In this manner, those who care are weeded out, leaving only those who don’t care whose sole ambition is to do as little as possible to get by and cling on long enough to vest stock options or retirement benefits.

Since training fell apart long ago, when the old timers retire their replacements don’t know enough to keep things operational. The replacements think they know enough from studying textbooks and sitting through training videos, but once something happens that isn’t entirely routine, the holes in their experience become visible, and they are soon calling the retired workers begging for advice.

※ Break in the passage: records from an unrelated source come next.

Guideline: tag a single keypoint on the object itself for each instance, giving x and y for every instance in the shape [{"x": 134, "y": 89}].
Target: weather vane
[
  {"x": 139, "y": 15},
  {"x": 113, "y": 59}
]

Those who care soon realize the hopelessness of keeping the ship afloat and they leave to avoid the misery of collapse. Those who are left are those who don’t care: when the whole mess stops functioning, they’ll walk with whatever they can salvage and move on.

Should a competent manager be appointed, it’s too late. The middle managers and operationally critical staffers needed to reverse the decay have already left, leaving only those who over-estimate their experience and competence and those who pretend to care and pretend to work.

As the last best leadership hope burns out and quits in disgust, the last die-hards who held out hope for a turn-around finally accept that it’s hopeless, and they finally quit, go free-lance, transfer to another location or retire early.

That’s how things fall apart: insiders know but keep their mouths shut, outsiders are clueless, and the decay that started slowly gathers momentum as the last of the experienced and competent workforce burns out, quits or retires.

As noted above, outsiders are shocked when the enterprise / institution collapses, while the insiders who got out while the getting was good marvel it lasted as long as it did.